Verify activation: idf.py --version should print the IDF version without errors.

Steps

Step 1 — Find your NVS partition size:

python3 $IDF_PATH/components/partition_table/parttool.py \
    --port /dev/tty.usbserial-XXXX \
    get_partition_info --partition-name nvs

Note the size value (commonly 0x4000 or 0x6000).

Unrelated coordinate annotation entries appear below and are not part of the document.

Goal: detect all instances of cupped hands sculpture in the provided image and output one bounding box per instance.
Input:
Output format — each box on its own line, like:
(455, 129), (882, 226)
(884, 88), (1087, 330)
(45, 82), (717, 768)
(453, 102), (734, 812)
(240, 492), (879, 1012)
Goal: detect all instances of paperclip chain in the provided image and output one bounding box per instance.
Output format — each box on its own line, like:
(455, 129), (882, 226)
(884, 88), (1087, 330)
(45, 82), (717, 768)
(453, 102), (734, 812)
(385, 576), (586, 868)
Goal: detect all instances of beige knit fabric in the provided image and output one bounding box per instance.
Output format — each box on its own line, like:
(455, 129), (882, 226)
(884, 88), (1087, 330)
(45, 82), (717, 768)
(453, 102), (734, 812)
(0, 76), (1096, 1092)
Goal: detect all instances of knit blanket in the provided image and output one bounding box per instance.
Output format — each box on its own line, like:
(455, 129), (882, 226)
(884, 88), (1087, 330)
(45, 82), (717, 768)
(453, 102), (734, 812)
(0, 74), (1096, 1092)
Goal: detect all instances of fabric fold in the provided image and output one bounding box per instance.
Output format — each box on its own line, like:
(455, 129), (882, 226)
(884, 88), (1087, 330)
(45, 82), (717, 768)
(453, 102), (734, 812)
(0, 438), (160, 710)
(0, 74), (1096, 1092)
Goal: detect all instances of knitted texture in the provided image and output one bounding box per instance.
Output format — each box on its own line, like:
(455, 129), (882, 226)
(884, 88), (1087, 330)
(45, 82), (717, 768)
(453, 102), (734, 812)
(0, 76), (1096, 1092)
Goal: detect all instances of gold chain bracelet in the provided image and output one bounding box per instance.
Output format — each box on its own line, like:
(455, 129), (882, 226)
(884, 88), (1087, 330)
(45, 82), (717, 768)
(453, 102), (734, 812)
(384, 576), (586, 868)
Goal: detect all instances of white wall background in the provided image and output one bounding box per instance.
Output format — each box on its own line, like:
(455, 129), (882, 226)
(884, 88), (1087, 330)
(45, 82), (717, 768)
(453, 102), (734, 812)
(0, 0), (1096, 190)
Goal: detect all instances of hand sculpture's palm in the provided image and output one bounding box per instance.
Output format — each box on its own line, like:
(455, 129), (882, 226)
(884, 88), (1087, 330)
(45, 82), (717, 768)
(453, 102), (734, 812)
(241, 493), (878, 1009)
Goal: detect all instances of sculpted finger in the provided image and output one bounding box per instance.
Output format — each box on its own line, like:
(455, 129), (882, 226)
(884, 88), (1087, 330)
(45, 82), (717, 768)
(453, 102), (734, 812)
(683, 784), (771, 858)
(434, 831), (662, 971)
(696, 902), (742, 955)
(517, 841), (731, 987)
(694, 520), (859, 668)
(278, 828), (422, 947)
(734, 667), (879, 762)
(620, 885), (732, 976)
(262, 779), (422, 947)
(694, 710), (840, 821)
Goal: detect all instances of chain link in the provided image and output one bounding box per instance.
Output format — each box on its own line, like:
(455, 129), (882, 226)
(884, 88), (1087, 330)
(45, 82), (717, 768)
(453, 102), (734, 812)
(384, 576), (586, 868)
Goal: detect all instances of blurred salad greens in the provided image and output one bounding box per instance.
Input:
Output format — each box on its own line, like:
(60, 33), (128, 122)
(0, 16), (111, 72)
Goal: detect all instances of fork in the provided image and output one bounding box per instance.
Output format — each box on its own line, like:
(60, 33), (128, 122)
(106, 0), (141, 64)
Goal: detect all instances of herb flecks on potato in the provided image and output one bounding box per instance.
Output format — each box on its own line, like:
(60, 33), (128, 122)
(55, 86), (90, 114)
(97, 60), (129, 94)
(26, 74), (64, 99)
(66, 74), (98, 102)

Replace /dev/tty.usbserial-XXXX with your device's serial port (see Finding your serial port below).

Step 2 — Create the NVS data file:

cat > nvs.csv << 'EOF'
key,type,encoding,value
wifi,namespace,,
ota_url,data,string,http://<YOUR_HA_IP>:12800/xiaozhi/ota/
EOF

Replace <YOUR_HA_IP> with your Home Assistant's LAN IP (same as local_host in the add-on config).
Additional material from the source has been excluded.